Notou certa familiaridade com nosso mundo atual, caro leitor? Se sua resposta for não, basta olhar com mais atenção para os ambientes sociais: transporte coletivo, bares noturnos, escolas, e certamente você irá se deparar com uma sociedade literalmente adormecida por uma telinha que cabe na palma da mão. No entanto, se você é incapaz de perceber mesmo isso, talvez seja tarde e você já esteja devidamente inserido nesta sociedade adoecida, que bestialmente fora dominada pela tecnologia.

Outro dia, perguntei a uma moça que subia as escadas do prédio onde trabalho, como ela conseguia subir degraus e digitar no celular ao mesmo tempo. Por breves dois segundos ela desviou a atenção da tela para me dizer que já estava acostumada.

Pois é... Estamos nos acostumando à domesticação tecnológica; a vivermos feito escravos pós-modernos. E o que é pior: a obviedade deste nosso umbroso presente parece ter desabado sobre nossas cabeças.

Talvez o grande problema não seja a chegada dessa tecnologia assustadoramente sedutora, mas sim, a nossa própria alienação. Porque não sei ao certo se sou antiquado demais para este mundo moderno, ou se tem sido cada vez mais comum me deparar com mesas de bares lotadas de pessoas interagindo umas com as outras pelo celular; seres reais que estão perdendo o interesse no mundo físico que lhes rodeiam, para continuar vivendo dentro de uma rede social editável, onde podemos nos vestir de deuses majestosos, felizes e belos, camuflando assim a nossa realidade ordinária e menos atraente.

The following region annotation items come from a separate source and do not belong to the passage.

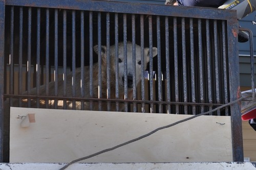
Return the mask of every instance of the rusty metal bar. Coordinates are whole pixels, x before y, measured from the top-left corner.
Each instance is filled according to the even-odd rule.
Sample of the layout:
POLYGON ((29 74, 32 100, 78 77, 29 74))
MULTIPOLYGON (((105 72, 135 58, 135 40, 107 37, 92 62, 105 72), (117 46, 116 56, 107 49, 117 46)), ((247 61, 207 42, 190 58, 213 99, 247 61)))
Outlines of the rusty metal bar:
MULTIPOLYGON (((90 97, 92 98, 93 96, 93 12, 90 11, 89 12, 89 39, 90 39, 90 97)), ((93 110, 93 102, 90 101, 90 109, 93 110)))
POLYGON ((109 1, 45 1, 41 0, 6 0, 7 5, 40 7, 72 10, 81 10, 101 12, 112 12, 121 13, 136 13, 146 15, 159 15, 208 19, 230 19, 236 18, 236 12, 228 10, 223 12, 219 9, 209 9, 184 6, 172 6, 146 4, 145 3, 127 3, 109 1), (86 4, 85 4, 86 3, 86 4), (157 8, 157 10, 156 9, 157 8), (211 15, 208 15, 210 13, 211 15), (201 15, 200 15, 201 14, 201 15))
MULTIPOLYGON (((80 12, 81 43, 81 97, 84 97, 84 12, 80 12)), ((84 110, 84 102, 81 101, 81 110, 84 110)))
MULTIPOLYGON (((72 96, 76 96, 76 12, 73 10, 72 12, 72 96)), ((72 109, 76 108, 76 101, 72 101, 72 109)))
MULTIPOLYGON (((40 94, 40 21, 41 21, 41 10, 39 8, 37 10, 37 30, 36 30, 36 94, 40 94)), ((38 99, 36 99, 36 107, 39 108, 40 106, 39 101, 38 99)))
MULTIPOLYGON (((210 56, 210 26, 208 19, 206 21, 206 59, 207 67, 211 68, 211 60, 210 56)), ((207 69, 207 90, 208 90, 208 103, 212 103, 212 79, 211 79, 211 69, 207 69)), ((209 110, 212 108, 210 107, 209 110)), ((212 114, 210 114, 211 115, 212 114)))
MULTIPOLYGON (((49 9, 46 9, 46 95, 49 95, 49 75, 50 75, 50 66, 49 66, 49 36, 50 36, 50 16, 49 9)), ((49 100, 47 99, 46 101, 46 108, 49 108, 49 100)))
MULTIPOLYGON (((201 19, 198 19, 198 55, 199 55, 199 81, 200 81, 200 102, 203 103, 205 100, 204 98, 204 91, 205 90, 204 87, 204 77, 203 77, 203 44, 202 37, 202 20, 201 19)), ((204 108, 201 107, 201 112, 203 113, 204 111, 204 108)))
MULTIPOLYGON (((136 87, 136 54, 135 44, 135 15, 132 15, 132 43, 133 50, 133 99, 137 99, 137 87, 136 87)), ((133 112, 137 112, 137 104, 134 103, 133 104, 133 112)))
MULTIPOLYGON (((21 94, 22 91, 22 59, 23 59, 23 7, 19 7, 19 53, 18 53, 18 93, 21 94)), ((22 99, 19 99, 19 105, 22 105, 22 99)))
MULTIPOLYGON (((118 62, 118 14, 115 13, 115 68, 116 69, 116 99, 119 99, 119 67, 118 62)), ((119 111, 119 103, 116 102, 116 111, 119 111)))
MULTIPOLYGON (((162 74, 161 70, 161 32, 160 32, 160 16, 157 16, 157 82, 158 85, 158 101, 163 101, 163 94, 162 94, 162 74)), ((158 105, 158 113, 163 113, 163 106, 162 105, 158 105)))
MULTIPOLYGON (((140 15, 140 46, 141 54, 140 57, 141 59, 141 100, 144 101, 145 99, 145 60, 144 56, 144 15, 140 15)), ((141 103, 141 112, 145 113, 145 103, 141 103)))
MULTIPOLYGON (((153 31, 152 31, 152 16, 148 16, 148 34, 149 34, 149 44, 150 44, 150 100, 154 101, 153 91, 153 57, 152 54, 153 44, 153 31)), ((154 105, 152 103, 150 105, 151 113, 154 113, 154 105)))
MULTIPOLYGON (((58 10, 54 10, 54 95, 58 95, 58 10)), ((54 101, 54 108, 57 109, 58 101, 54 101)))
MULTIPOLYGON (((224 95, 225 98, 225 103, 228 103, 228 76, 227 69, 227 45, 226 45, 226 22, 224 20, 222 21, 222 61, 223 62, 223 79, 224 79, 224 95)), ((225 114, 226 116, 228 116, 228 107, 227 107, 225 108, 225 114)))
MULTIPOLYGON (((107 89, 107 99, 111 99, 111 85, 110 85, 110 81, 111 81, 111 78, 110 78, 110 68, 111 68, 111 63, 110 63, 110 13, 109 12, 108 12, 106 14, 106 89, 107 89)), ((108 102, 107 103, 107 110, 108 111, 110 111, 111 110, 111 105, 110 105, 110 103, 108 102)))
MULTIPOLYGON (((5 1, 0 0, 0 39, 5 39, 5 1)), ((3 150, 4 145, 4 55, 5 43, 4 41, 0 41, 0 161, 4 162, 3 150)))
MULTIPOLYGON (((218 27, 217 21, 214 20, 214 60, 215 60, 215 88, 216 90, 216 99, 217 103, 220 103, 220 60, 219 60, 219 41, 218 37, 218 27)), ((217 111, 218 115, 220 115, 220 110, 217 111)))
MULTIPOLYGON (((124 99, 127 99, 127 15, 123 14, 123 62, 124 62, 124 99)), ((124 103, 124 111, 128 111, 128 104, 124 103)))
MULTIPOLYGON (((165 86, 166 87, 166 100, 170 102, 170 63, 169 63, 169 18, 165 17, 165 69, 166 81, 165 86)), ((170 113, 170 105, 167 105, 167 113, 170 113)))
POLYGON ((186 55, 186 33, 185 33, 185 18, 181 18, 181 29, 182 29, 182 76, 183 76, 183 102, 184 105, 184 114, 188 114, 187 110, 187 105, 186 103, 187 101, 187 61, 186 55))
MULTIPOLYGON (((195 50, 194 50, 194 23, 193 18, 189 18, 189 31, 190 31, 190 81, 191 81, 191 95, 192 102, 196 102, 196 85, 195 82, 195 50)), ((192 107, 192 113, 196 114, 196 107, 193 106, 192 107)))
MULTIPOLYGON (((63 96, 67 96, 67 11, 63 11, 63 96)), ((63 101, 63 108, 67 109, 67 100, 63 101)))
MULTIPOLYGON (((177 17, 174 17, 174 78, 175 87, 175 102, 179 102, 179 66, 178 63, 178 37, 177 17)), ((180 114, 180 108, 178 105, 175 106, 176 114, 180 114)))
MULTIPOLYGON (((32 11, 31 7, 28 9, 28 60, 27 63, 27 91, 28 94, 31 93, 31 24, 32 24, 32 11)), ((28 107, 31 107, 31 102, 30 99, 28 99, 28 107)))
MULTIPOLYGON (((14 7, 11 8, 11 30, 10 32, 10 55, 9 56, 9 64, 10 65, 10 94, 13 94, 13 84, 14 84, 14 67, 13 67, 13 34, 14 27, 14 7)), ((12 99, 10 99, 10 106, 12 106, 12 99)))

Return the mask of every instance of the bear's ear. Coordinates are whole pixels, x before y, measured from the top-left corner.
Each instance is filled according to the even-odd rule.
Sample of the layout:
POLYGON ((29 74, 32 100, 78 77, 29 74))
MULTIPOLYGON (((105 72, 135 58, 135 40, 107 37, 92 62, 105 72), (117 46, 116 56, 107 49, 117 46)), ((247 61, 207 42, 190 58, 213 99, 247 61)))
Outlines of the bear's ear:
MULTIPOLYGON (((106 47, 104 45, 101 45, 101 56, 103 55, 105 55, 106 54, 106 47)), ((99 48, 98 45, 94 45, 93 46, 93 50, 97 54, 98 54, 99 48)))
MULTIPOLYGON (((145 55, 146 55, 146 62, 150 62, 150 48, 145 48, 144 49, 145 55)), ((153 57, 155 57, 157 55, 157 48, 153 47, 152 48, 152 56, 153 57)))

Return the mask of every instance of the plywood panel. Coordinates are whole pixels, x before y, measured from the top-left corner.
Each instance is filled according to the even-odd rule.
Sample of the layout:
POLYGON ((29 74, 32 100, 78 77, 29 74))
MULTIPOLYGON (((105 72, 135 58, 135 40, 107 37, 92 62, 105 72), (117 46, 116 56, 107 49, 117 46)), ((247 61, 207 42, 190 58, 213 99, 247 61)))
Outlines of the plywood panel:
MULTIPOLYGON (((68 162, 137 138, 191 115, 11 108, 11 162, 68 162), (20 116, 35 123, 20 127, 20 116)), ((87 162, 232 161, 230 119, 204 116, 87 162)))

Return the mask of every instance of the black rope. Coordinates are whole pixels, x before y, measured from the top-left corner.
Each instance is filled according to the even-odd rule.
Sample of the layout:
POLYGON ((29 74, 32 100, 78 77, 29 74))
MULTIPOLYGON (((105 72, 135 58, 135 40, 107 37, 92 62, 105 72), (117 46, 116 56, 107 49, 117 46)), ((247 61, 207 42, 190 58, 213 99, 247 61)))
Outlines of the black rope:
POLYGON ((71 162, 70 162, 70 163, 68 163, 67 165, 66 165, 65 166, 64 166, 63 167, 62 167, 60 169, 59 169, 59 170, 63 170, 63 169, 66 169, 66 168, 67 168, 70 165, 71 165, 71 164, 72 164, 73 163, 75 163, 76 162, 77 162, 80 161, 81 160, 86 160, 86 159, 87 159, 93 157, 94 157, 95 156, 99 155, 100 154, 103 154, 103 153, 105 153, 105 152, 109 152, 109 151, 113 151, 113 150, 115 150, 116 149, 117 149, 118 148, 120 148, 120 147, 123 147, 124 145, 125 145, 126 144, 133 143, 133 142, 135 142, 135 141, 136 141, 137 140, 140 140, 140 139, 143 139, 143 138, 145 138, 146 137, 150 136, 150 135, 152 135, 153 134, 154 134, 154 133, 155 133, 157 132, 157 131, 160 131, 161 130, 163 130, 163 129, 166 129, 166 128, 170 128, 170 127, 171 127, 172 126, 175 126, 176 125, 178 125, 179 124, 180 124, 180 123, 183 123, 183 122, 185 122, 191 120, 191 119, 192 119, 193 118, 195 118, 196 117, 199 117, 199 116, 200 116, 204 115, 206 115, 206 114, 209 114, 210 113, 214 112, 215 112, 215 111, 217 111, 218 110, 220 110, 221 108, 223 108, 224 107, 227 107, 227 106, 230 106, 230 105, 232 105, 232 104, 234 104, 236 103, 237 103, 238 102, 242 100, 243 99, 243 97, 240 98, 239 99, 237 99, 237 100, 236 100, 235 101, 233 101, 232 102, 229 102, 229 103, 227 103, 226 104, 223 105, 222 105, 222 106, 221 106, 220 107, 217 107, 217 108, 215 108, 214 109, 208 111, 207 112, 201 113, 198 114, 196 114, 196 115, 194 115, 193 116, 191 116, 191 117, 185 118, 184 119, 182 119, 182 120, 176 122, 175 122, 174 123, 173 123, 172 124, 169 124, 169 125, 166 125, 166 126, 164 126, 158 128, 156 129, 155 130, 154 130, 150 132, 150 133, 147 133, 146 134, 144 134, 144 135, 141 136, 140 136, 139 137, 137 137, 136 138, 135 138, 134 139, 129 140, 129 141, 126 141, 126 142, 125 142, 124 143, 118 144, 118 145, 116 145, 115 147, 112 147, 112 148, 109 148, 109 149, 106 149, 105 150, 104 150, 101 151, 100 152, 95 153, 94 153, 93 154, 92 154, 92 155, 89 155, 89 156, 82 157, 82 158, 78 158, 77 159, 74 160, 72 161, 71 162))

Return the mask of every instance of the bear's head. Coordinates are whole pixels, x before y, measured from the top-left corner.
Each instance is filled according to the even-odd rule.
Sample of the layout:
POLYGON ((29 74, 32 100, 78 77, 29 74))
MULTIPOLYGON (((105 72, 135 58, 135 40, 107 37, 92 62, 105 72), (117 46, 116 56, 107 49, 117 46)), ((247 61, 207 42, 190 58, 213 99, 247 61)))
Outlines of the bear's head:
MULTIPOLYGON (((116 57, 117 54, 116 54, 115 48, 115 45, 111 46, 109 52, 112 76, 115 76, 115 73, 118 71, 119 86, 120 88, 123 88, 126 83, 129 88, 132 88, 134 80, 137 86, 141 80, 142 70, 146 68, 147 63, 150 62, 150 48, 145 47, 144 51, 141 51, 141 48, 138 45, 135 44, 133 48, 133 44, 131 42, 127 42, 126 48, 125 48, 123 42, 120 42, 118 43, 118 56, 116 57), (142 54, 144 55, 144 58, 141 57, 142 54), (116 68, 118 70, 116 69, 116 68), (133 79, 134 75, 136 77, 135 80, 133 79), (126 82, 125 77, 127 78, 126 82)), ((94 46, 94 50, 97 54, 98 53, 98 45, 94 46)), ((106 47, 102 45, 101 51, 102 71, 105 71, 108 53, 106 47), (103 70, 104 69, 105 70, 103 70)), ((153 47, 152 53, 153 57, 156 56, 157 55, 157 48, 153 47)), ((115 81, 114 81, 114 82, 115 81)))

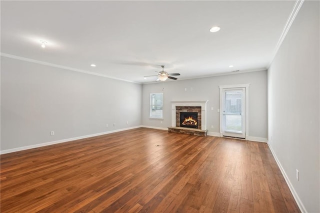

Estamos enfim, diante de uma assustadora evolução? Pode ser que sim, mas talvez, ela não seja tão desastrosa como nos mostra o imaginário cinematográfico. Contudo, o grande aprendizado que infelizmente ainda nos escapa, é a eficiência de dominarmos as nossas admiráveis máquinas, antes que sejamos dominados por elas..., mas será que ainda há tempo?

Parece que nosso atual encantamento diante dos recursos tecnológicos tem deixado bem claro que já é tarde demais para a humanidade, emburrecida por sua própria criação..., mas agora chega dessa conversa de evolução tecnológica, porque já passou da hora de eu dar uma checada em meus estimulantes e irresistíveis perfis online.